In [9]:
import tensorflow as tf
import numpy as np
import pandas as pd

ANN Prototype

In [10]:
from tensorflow.keras.models import Sequential
from tensorflow.keras import layers

model = Sequential([
    layers.Input(shape = (128,)),
    layers.Normalization(mean = 127, variance = 77.4),
    layers.Dense(200, activation='tanh'), #86
    layers.Dense(160, activation='tanh'), #64
    layers.Dense(140, activation='tanh'), #42
    layers.Dense(100, activation='tanh'), #21
    layers.Dense(60, activation='tanh'),
    layers.Dense(1, activation='relu')
])

model.summary()

Model: "sequential_2"
_________________________________________________________________
Layer (type)                 Output Shape              Param #   
normalization_2 (Normalizati (None, 128)               0         
_________________________________________________________________
dense_12 (Dense)             (None, 200)               25800     
_________________________________________________________________
dense_13 (Dense)             (None, 160)               32160     
_________________________________________________________________
dense_14 (Dense)             (None, 140)               22540     
_________________________________________________________________
dense_15 (Dense)             (None, 100)               14100     
_________________________________________________________________
dense_16 (Dense)             (None, 60)                6060      
_________________________________________________________________
dense_17 (Dense)             (None, 1)                

Test training

In [18]:
save_to_disk = True # Set to FALSE if we don't want this to overwrite the current model.

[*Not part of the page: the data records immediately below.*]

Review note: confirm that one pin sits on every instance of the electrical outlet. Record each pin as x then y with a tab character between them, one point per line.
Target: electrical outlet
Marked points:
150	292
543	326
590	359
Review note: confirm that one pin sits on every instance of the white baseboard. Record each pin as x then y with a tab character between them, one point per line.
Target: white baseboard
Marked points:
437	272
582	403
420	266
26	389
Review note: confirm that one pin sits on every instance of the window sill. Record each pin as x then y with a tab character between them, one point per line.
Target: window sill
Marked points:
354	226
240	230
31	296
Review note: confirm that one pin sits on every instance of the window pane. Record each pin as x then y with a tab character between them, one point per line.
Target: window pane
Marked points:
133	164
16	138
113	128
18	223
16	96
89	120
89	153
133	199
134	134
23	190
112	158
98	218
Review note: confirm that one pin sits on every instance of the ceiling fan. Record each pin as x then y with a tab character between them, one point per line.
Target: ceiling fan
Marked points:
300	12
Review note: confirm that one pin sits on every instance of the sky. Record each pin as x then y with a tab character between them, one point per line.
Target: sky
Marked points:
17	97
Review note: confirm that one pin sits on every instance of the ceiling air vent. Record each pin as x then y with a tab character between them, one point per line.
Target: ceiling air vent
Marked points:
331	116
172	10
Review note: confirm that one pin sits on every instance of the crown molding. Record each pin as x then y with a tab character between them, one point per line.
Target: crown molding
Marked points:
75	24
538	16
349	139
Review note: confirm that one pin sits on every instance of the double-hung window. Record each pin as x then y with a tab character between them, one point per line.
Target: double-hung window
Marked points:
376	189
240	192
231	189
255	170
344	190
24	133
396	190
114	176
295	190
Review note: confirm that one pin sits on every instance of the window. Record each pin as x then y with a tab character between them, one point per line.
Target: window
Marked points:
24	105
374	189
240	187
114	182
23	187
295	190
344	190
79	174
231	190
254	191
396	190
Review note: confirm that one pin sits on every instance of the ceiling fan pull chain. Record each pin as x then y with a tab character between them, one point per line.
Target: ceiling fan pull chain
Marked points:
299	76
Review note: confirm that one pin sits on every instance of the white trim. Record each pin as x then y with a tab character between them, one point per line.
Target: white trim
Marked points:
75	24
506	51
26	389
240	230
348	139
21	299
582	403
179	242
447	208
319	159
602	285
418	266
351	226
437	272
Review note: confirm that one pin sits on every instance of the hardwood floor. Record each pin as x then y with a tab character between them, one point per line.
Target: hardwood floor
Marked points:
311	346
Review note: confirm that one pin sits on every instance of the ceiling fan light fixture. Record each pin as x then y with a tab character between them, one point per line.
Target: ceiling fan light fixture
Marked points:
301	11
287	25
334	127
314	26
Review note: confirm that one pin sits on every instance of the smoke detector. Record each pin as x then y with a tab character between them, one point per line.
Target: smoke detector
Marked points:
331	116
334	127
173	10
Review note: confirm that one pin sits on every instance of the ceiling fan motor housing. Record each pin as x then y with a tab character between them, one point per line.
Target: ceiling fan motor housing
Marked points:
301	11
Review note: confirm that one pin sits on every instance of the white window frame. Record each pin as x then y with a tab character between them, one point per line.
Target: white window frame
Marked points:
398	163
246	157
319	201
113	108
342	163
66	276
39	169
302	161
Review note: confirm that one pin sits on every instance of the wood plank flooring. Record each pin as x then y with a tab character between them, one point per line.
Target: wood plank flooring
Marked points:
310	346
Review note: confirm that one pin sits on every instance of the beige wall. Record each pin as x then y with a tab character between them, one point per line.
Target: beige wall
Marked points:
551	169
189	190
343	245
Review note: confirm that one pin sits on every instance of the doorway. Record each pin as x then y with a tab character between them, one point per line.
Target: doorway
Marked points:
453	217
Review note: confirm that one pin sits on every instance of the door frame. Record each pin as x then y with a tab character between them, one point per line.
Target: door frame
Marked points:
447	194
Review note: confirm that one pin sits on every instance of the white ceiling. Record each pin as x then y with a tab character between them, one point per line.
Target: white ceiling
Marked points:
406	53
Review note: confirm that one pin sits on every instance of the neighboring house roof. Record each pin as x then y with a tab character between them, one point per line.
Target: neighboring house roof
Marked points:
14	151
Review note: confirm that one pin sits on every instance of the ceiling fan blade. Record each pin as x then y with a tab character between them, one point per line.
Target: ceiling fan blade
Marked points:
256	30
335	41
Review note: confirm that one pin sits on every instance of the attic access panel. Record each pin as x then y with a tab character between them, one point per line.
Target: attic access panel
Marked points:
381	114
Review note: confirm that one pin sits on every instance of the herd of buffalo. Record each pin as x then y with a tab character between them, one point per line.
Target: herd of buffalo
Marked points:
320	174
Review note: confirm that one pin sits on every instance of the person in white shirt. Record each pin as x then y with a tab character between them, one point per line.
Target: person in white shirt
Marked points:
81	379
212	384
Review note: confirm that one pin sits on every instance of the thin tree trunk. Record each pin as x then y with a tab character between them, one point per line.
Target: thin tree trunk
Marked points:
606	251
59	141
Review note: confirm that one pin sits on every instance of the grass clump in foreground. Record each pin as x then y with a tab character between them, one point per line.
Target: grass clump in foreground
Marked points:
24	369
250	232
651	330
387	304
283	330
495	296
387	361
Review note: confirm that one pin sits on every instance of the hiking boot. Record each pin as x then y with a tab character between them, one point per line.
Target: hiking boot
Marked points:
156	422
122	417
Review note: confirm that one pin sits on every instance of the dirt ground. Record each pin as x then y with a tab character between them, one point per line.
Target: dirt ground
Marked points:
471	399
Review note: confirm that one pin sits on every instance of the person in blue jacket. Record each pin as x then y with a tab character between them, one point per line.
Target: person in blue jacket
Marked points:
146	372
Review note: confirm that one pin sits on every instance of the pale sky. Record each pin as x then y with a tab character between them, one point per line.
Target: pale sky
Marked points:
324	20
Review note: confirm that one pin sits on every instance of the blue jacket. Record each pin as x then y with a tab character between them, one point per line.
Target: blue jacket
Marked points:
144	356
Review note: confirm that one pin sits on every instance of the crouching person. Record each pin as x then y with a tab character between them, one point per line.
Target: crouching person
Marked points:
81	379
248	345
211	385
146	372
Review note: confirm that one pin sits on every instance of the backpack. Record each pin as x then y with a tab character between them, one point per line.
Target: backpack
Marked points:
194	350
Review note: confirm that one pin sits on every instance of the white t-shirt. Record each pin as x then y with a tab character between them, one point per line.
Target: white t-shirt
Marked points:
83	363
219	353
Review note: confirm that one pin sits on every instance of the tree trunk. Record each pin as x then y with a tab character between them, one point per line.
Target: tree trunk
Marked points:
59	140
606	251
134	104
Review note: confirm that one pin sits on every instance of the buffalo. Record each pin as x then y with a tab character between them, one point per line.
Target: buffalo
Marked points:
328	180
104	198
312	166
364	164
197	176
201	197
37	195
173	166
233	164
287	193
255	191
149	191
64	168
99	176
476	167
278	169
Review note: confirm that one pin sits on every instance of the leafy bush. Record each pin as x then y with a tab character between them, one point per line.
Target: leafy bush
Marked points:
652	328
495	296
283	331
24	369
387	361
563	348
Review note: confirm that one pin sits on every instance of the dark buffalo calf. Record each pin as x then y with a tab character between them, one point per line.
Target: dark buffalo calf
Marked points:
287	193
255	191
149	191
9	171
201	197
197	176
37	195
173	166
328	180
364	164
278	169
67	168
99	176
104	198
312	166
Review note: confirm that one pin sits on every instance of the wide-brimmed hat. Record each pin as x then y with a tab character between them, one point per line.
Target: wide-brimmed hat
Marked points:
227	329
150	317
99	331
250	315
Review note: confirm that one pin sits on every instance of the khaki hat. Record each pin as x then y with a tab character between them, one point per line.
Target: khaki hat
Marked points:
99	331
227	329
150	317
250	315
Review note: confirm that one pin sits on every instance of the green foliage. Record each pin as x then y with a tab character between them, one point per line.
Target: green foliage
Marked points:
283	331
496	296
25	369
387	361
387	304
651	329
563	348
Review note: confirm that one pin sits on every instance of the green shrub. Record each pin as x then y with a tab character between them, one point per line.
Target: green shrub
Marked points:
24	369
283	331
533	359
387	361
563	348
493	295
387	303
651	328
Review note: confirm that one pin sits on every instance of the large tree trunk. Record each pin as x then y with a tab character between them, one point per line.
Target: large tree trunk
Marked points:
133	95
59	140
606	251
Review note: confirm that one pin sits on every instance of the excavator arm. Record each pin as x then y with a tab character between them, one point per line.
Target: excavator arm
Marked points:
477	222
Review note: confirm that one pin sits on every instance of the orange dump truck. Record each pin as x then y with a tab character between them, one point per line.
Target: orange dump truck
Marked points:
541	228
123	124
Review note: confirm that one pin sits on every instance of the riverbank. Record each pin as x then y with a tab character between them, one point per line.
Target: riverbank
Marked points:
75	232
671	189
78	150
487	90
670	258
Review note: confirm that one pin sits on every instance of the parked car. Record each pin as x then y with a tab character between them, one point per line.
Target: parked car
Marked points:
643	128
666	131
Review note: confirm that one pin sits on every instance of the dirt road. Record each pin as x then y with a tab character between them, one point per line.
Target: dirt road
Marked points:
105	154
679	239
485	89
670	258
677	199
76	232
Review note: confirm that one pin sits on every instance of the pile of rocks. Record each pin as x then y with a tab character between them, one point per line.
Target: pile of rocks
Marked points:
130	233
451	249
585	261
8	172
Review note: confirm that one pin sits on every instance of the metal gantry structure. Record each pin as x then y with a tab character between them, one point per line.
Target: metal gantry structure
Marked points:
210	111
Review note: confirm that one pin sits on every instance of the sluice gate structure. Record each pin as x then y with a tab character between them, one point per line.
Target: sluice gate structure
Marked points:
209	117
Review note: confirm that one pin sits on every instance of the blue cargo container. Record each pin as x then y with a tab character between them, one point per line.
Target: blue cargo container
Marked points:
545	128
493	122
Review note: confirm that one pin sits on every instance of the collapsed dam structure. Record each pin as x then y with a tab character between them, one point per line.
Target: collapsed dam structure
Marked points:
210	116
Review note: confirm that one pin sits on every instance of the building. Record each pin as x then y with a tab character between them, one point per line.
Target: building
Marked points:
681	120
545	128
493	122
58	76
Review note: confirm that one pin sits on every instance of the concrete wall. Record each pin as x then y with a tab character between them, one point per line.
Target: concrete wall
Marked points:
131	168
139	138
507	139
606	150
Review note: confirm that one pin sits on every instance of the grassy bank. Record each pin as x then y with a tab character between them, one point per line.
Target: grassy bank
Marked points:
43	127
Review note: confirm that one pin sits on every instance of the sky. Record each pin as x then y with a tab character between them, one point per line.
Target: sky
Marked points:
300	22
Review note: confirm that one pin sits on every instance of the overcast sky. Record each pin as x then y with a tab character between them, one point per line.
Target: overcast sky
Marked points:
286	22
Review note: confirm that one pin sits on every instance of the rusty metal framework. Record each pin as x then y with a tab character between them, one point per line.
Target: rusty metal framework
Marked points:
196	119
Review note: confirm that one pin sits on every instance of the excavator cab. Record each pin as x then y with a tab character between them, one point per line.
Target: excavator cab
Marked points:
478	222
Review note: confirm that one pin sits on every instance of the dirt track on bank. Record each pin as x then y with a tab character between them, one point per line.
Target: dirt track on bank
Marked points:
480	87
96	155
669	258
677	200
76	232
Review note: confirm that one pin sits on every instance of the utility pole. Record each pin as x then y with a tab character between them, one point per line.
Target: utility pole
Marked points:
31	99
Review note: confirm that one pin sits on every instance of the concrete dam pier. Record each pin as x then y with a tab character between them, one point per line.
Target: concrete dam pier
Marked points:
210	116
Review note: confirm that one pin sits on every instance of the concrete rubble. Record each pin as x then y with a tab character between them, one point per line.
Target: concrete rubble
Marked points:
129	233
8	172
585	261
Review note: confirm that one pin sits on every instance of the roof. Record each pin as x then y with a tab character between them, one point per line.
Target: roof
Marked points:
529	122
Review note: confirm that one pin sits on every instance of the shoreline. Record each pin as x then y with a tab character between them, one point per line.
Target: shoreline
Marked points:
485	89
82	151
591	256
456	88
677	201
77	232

TrainFeatures = pd.read_csv('../data/trainFeaturesNewSplit.csv', header = 0, index_col = 0).drop(['video_id','time_stamp'], axis = 'columns')
TrainTargets = pd.read_csv('../data/trainTargetsNewSplit.csv', header = 0, index_col = 0).drop(['video_id','time_stamp'], axis = 'columns')
TrainTargets.iloc[:,0] = TrainTargets.iloc[:,0].astype(float)

EvalFeatures = pd.read_csv('../data/evalFeaturesNewSplit.csv', header = 0, index_col = 0).drop(['video_id','time_stamp'], axis = 'columns')
EvalTargets = pd.read_csv('../data/evalTargetsNewSplit.csv', header = 0, index_col = 0).drop(['video_id','time_stamp'], axis = 'columns')
EvalTargets.iloc[:,0] = EvalTargets.iloc[:,0].astype(float)

# Since our dataset is imbalanced, we need a weighted binary cross entropy loss function.
def weighted_bce(y_true, y_pred):
    weights = (y_true * 8) + 1.
    bce = tf.keras.losses.binary_crossentropy(y_true, y_pred)
    weighted_bce = tf.math.reduce_mean(bce * weights)
    return weighted_bce

# Here, we choose the loss function to minimize, the optimizer algorithm, and additional loss metrics to display on screen.
#model.compile(loss = weighted_bce, optimizer = 'adam', metrics = ['accuracy', tf.keras.metrics.AUC(name='auc')])
model.compile(loss = weighted_bce, optimizer = 'adam', metrics = ['accuracy'])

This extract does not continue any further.